Filed under: RFID Security and Privacy1 Comment »

RFID Ecosystem Demos at SIGMOD and MobiSys

By Evan Welbourne at 10:36 pm on June 22, 2008 | No comments

We just returned from two weeks at the SIGMOD and MobiSys conferences where we presented demos of the RFID Ecosystem’s event detection infrastructure, Cascadia. Cascadia allows developers and end users to declaratively specify meaningful high-level events (e.g. “a nurse has entered patient X’s room with equipment Y”, “I leave the building without my car keys”) using a SQL-like sequence language or with an intuitive GUI called Scenic. Cascadia can then continuously extract these events over a stream of incoming, uncertain RFID data using probabilistic data management techniques. The Cascadia demos at SIGMOD and Mobisys illustrated Cascadia’s operation from end-user event specification, to event detection, to event notifications for one of two demo applications. The original demo proposals are available on our publications page; both demos are also entirely web-based and will be posted online sometime in the coming weeks.

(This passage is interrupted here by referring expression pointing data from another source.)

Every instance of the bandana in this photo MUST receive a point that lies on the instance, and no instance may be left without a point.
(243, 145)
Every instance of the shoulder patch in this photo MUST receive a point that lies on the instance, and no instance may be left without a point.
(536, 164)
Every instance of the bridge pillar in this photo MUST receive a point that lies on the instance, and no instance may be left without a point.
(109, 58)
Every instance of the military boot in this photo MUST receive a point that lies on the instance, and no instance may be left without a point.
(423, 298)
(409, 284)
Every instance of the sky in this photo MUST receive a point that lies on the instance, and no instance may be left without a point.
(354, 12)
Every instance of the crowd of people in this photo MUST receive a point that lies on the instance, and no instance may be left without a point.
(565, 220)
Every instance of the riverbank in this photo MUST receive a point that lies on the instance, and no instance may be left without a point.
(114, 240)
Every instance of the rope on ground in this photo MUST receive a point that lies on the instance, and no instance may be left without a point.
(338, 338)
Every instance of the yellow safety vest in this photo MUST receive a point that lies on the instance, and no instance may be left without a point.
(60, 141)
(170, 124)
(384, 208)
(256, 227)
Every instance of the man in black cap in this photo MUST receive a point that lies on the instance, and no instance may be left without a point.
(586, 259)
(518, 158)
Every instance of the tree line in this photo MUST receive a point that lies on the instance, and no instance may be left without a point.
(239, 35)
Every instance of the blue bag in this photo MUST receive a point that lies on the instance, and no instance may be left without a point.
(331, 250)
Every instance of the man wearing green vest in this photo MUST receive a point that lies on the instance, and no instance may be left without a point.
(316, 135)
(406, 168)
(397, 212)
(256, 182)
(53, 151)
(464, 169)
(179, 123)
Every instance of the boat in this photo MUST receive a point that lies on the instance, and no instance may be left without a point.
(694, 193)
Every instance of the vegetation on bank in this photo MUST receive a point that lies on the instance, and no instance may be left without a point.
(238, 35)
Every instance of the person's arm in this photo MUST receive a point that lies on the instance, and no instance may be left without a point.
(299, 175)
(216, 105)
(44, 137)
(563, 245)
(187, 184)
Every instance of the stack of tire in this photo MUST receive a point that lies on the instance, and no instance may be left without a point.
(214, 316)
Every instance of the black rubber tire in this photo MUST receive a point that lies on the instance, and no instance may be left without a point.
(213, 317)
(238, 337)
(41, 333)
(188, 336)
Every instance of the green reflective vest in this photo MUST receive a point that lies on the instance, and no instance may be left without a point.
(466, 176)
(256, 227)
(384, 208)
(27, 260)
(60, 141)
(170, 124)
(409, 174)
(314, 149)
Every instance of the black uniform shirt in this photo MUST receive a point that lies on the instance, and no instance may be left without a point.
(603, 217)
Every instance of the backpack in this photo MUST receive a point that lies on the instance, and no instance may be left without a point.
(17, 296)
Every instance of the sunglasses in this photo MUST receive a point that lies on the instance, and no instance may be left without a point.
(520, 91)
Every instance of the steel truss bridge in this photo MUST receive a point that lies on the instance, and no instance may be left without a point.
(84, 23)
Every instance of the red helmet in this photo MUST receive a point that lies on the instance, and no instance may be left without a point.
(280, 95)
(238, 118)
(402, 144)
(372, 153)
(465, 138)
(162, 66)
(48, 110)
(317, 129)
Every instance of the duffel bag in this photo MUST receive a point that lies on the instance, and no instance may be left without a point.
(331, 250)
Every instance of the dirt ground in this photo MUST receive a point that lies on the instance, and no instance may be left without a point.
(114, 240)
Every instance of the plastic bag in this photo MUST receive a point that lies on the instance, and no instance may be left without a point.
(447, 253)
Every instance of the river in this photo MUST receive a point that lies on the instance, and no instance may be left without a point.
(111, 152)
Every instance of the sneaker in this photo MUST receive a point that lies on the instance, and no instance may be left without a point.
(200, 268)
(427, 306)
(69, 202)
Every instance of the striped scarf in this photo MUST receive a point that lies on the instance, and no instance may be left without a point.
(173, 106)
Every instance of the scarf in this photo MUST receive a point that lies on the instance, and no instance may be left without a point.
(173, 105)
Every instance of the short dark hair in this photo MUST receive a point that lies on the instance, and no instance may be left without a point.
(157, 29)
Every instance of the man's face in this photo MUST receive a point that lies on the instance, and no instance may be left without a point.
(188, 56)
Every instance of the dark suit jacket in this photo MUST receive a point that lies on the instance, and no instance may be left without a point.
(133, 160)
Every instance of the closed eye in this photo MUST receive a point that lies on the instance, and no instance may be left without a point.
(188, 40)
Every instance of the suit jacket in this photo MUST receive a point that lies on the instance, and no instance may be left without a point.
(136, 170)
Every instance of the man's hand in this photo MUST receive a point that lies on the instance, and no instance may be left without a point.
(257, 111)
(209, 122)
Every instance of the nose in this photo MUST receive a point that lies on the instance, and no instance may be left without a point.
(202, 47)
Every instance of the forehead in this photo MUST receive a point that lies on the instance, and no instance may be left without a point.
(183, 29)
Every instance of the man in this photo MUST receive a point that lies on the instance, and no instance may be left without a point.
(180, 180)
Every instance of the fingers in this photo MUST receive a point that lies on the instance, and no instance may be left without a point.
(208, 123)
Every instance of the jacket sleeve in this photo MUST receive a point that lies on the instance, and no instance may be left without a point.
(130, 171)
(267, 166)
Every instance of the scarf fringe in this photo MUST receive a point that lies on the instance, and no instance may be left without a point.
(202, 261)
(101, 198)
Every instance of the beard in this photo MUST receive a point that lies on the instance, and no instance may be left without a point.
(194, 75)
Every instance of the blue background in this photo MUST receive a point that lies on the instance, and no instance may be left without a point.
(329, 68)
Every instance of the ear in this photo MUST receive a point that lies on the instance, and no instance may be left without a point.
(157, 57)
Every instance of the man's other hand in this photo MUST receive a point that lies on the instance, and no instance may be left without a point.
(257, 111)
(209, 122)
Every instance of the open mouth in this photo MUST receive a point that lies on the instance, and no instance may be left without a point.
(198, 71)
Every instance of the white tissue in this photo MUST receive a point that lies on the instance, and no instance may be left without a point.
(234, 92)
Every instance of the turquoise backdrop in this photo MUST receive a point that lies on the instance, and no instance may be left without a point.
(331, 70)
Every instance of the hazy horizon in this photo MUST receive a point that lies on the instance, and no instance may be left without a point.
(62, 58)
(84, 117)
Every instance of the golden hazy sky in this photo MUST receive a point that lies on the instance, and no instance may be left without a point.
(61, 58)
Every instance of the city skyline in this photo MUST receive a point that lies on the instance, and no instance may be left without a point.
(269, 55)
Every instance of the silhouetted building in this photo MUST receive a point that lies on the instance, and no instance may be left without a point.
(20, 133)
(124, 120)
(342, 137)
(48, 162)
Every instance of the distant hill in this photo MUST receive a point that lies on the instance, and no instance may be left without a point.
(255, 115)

Filed under: Conference, RFID Data Management Leave A Comment »

Korean RFID Delegation Visits The RFID Ecosystem

By Evan Welbourne at 10:31 pm on April 14, 2008 | No comments

A group of delegates from various Korean RFID associations visited UW CSE today to learn about the RFID Ecosystem project, to discuss challenges, and to share findings on future scenarios for RFID use. We shared demonstrations, presentations, and experience over the course of the morning and found that we share many of the same challenges (e.g. uncertainty in sensor data, system scalability, user privacy). The 20 RFID experts represent Korea’s large and growing interest, investment, and innovation in RFID technology. Korea’s focus on RFID is driven forward by projects like New Songdo City, a planned “U-city” and international business center which will include many elements of ubiquitous computing infrastructure including, possibly, RFID readers deployed throughout the city. In this scenario, RFID would be used to promote recycling of tagged products as well as possibly for health care applications; whether the ubiquitous RFID deployment becomes reality or not, the $25 billion project will include a $297 million RFID research center when completed. After their visit the delegates continued on to the RFID World conference in Las Vegas.